Il résulte de ce qui précède, et sans qu’il soit besoin d’examiner les autres moyens de la requête, que Mme A... B... est fondée à demander l’annulation de la décision de refus de séjour ainsi que, par voie de conséquence, celle de la décision portant obligation de quitter le territoire français dans le délai d’un mois et la décision fixant le pays de renvoi.

Sur les conclusions à fin d’injonction :

Aux termes de l’article L. 911-1 : « Lorsque sa décision implique nécessairement qu'une personne morale de droit public ou un organisme de droit privé chargé de la gestion d'un service public prenne une mesure d'exécution dans un sens déterminé, la juridiction, saisie de conclusions en ce sens, prescrit, par la même décision, cette mesure assortie, le cas échéant, d'un délai d'exécution. / La juridiction peut également prescrire d'office cette mesure. »

Le motif d’annulation du présent jugement implique nécessairement que le préfet de Mayotte procède à la délivrance d’un titre de séjour portant la mention « vie privée et familiale », dans un délai de deux mois à compter de la notification du jugement à intervenir.
Il n’y a pas lieu d’assortir cette injonction d’une astreinte.

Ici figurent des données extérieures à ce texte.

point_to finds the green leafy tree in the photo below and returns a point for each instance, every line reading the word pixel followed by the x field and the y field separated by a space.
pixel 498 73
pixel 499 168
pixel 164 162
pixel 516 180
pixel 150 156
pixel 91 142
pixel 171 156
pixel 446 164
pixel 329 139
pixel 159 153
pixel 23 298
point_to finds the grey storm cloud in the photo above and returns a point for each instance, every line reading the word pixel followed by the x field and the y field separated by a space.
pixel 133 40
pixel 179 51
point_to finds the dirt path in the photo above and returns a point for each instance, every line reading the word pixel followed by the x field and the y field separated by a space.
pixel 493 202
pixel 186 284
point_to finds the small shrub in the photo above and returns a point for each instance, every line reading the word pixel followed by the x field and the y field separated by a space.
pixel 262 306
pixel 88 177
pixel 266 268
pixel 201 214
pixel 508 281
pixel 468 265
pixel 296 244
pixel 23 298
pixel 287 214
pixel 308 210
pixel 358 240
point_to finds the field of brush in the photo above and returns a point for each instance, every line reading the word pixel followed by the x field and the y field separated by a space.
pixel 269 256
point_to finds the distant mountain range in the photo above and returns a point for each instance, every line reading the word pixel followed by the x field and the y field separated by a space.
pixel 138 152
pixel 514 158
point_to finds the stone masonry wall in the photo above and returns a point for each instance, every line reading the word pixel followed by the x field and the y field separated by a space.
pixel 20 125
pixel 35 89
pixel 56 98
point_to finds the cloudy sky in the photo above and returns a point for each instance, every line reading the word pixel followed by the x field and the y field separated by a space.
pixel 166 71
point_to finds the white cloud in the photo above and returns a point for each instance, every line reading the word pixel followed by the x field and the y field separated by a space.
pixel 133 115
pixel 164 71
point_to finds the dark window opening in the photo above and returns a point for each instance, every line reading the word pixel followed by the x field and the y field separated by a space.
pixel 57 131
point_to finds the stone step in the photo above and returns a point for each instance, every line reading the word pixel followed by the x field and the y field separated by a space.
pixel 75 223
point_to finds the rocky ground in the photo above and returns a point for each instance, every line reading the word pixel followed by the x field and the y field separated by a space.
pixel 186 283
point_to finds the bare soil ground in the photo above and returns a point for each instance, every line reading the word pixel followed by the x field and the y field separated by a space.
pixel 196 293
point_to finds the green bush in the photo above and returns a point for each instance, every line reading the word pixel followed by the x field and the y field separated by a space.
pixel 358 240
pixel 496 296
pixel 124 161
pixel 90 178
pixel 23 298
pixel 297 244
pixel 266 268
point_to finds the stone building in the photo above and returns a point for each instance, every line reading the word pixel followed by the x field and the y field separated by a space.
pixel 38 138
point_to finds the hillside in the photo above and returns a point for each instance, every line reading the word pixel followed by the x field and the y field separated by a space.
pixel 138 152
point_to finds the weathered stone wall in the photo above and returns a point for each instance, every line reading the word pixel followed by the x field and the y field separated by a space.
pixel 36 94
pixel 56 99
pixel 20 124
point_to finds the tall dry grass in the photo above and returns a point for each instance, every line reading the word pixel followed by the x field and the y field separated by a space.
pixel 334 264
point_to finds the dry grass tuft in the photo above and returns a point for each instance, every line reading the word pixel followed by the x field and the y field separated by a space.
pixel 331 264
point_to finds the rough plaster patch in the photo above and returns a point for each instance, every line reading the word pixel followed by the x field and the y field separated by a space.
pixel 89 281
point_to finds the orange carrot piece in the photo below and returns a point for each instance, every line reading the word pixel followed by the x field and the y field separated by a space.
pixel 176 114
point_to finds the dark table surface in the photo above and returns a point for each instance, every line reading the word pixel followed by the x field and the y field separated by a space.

Sur les frais liés au litige :

Il y a lieu, dans les circonstances de l’espèce, de mettre à la charge de l’Etat une somme de 1 000 euros à verser à Me Ahamada au titre des dispositions combinées des articles L. 761-1 du code de justice administrative et 37 de la loi du 10 juillet 1991, sous réserve pour ce dernier de renoncer à percevoir la somme correspondant à la part contributive de l’Etat.



DECIDE :


Article 1er : L’arrêté du préfet de Mayotte du 24 mai 2023 est annulé.

Article 2 : Il est enjoint au préfet de Mayotte de délivrer à Mme A... B... un titre de séjour portant la mention « vie privée et familiale », dans le délai de deux mois à compter de la notification du jugement à intervenir.

Article 3 : L’Etat versera à Me Ahamada une somme de 1 000 euros au titre des dispositions combinées des articles L. 761-1 du code de justice administrative et 37 de la loi du 10 juillet 1991, sous réserve qu’il renonce à percevoir la somme correspondant à la part contributive de l'État.

Article 4 : Le surplus des conclusions de la requête est rejeté.

Article 5 : Le présent jugement sera notifié à Mme A... B..., à Me Ahamada et au préfet de Mayotte.


Copie en sera transmise au ministre de l’intérieur et au ministre chargé des outre-mer et à la Défenseure des droits en application de l’article R. 751-8 du code de justice administrative.

Délibéré après l’audience du 2 juin 2025, à laquelle siégeaient :


M. Sorin, président,
M. Le Merlus, conseiller,
Mme Lebon, conseillère.


Rendu public par mise à disposition au greffe du tribunal le 16 juin 2025.



La rapporteure,


L. LEBON
Le président,

T. SORIN




La greffière,





N. SERHIR


La République mande et ordonne au préfet de Mayotte en ce qui le concerne ou à tous commissaires de justice à ce requis en ce qui concerne les voies de droit commun contre les parties privées, de pourvoir à l’exécution de la présente décision.